TARES, CONFARTIGIANATO: "E' TEMPO CHE I COMUNI DIANO ASCOLTO ALLE IMPRESE"


Un’applicazione “virtuosa” della Tares: è questa la richiesta di Confartigianato alle amministrazioni comunali della provincia di Mantova. Le imprese devono pagare solo per i rifiuti effettivamente conferiti al servizio pubblico, altrimenti, di fronte all’insistere della crisi economica, la Tassa rifiuti e servizi porterà solo altri problemi. In altre parole, per Confartigianato serve un atto di coraggio da parte dei Comuni: applicare la Tares con uniformità e chiarezza delle regole.

«Cosa chiediamo alle pubbliche amministrazioni del territorio? E’ semplice: l’applicazione di regole semplici e chiare che seguano il principio comunitario del “chi inquina, paga” – spiega Lorenzo Capelli, Presidente di Confartigianato Imprese Mantova. - Inoltre, riteniamo sia indispensabile scongiurare l’adozione indiscriminata dell’elemento quantitativo della superficie».
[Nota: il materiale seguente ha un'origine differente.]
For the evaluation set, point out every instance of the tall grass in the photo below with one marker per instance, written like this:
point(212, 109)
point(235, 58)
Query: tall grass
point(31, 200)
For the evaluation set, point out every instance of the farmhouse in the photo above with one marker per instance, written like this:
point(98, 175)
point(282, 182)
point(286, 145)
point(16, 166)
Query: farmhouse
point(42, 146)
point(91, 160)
A tale scopo, Confartigianato ha elaborato una sorta di “vademecum” destinato proprio ai Comuni e agli amministratori, composto da una serie di suggerimenti e azioni da mettere in pratica per rendere più facile la vita delle imprese. Due i punti fondamentali: il primo prevede la detassazione delle superfici produttive e delle superfici di magazzino, che non producono rifiuti conferiti al servizio pubblico; «il capannone è un bene strumentale come lo può essere un tornio, serve all’economia ed è assurdo tassarlo», sostiene infatti il Presidente Capelli. Il secondo riguarda l’applicazione di coefficienti di produzione che tengano conto della reale produzione di rifiuti: per Confartigianato non si può sempre applicare, in modo automatico, il coefficiente massimo.
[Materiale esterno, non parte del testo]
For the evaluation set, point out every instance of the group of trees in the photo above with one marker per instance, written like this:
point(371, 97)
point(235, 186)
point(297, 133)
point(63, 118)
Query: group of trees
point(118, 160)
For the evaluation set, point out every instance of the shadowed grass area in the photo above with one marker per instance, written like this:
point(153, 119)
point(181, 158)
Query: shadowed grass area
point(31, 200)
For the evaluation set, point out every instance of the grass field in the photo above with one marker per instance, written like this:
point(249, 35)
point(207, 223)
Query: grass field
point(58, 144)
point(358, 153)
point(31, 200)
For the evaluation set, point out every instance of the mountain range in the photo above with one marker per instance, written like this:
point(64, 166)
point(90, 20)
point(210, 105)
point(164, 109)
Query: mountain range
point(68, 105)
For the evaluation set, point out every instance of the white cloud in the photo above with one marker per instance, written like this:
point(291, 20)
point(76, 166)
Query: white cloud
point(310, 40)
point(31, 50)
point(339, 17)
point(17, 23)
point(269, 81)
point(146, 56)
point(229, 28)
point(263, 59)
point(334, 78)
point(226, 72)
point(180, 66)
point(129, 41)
«La Tares non può e non deve essere una tassa sui “metri quadrati” ma sul servizio pubblico effettivo del quale usufruisce l’impresa – prosegue Capelli. - E’ per questo che dal calcolo della Tares devono essere esclusi i rifiuti speciali (smaltiti dalle stesse imprese attraverso soggetti autorizzati) ma anche tutte quelle aree dove non si producono rifiuti: parcheggi, zone di manovra, strade di accesso. L’impresa non si sottrae al pagamento della parte fissa della Tares, ma su quella variabile è più che naturale procedere ad una detassazione per evitare che sull’impresa cada un aggravio insostenibile. D’altronde, se i Comuni non si decideranno ad operare secondo buon senso, sarà l’impresa a dover fare i conti con una tassa che rischia di minarne la crescita e la competitività. La richiesta di Confartigianato Imprese Mantova è chiara: le imprese devono pagare solo per la parte che costa realmente alle amministrazioni comunali».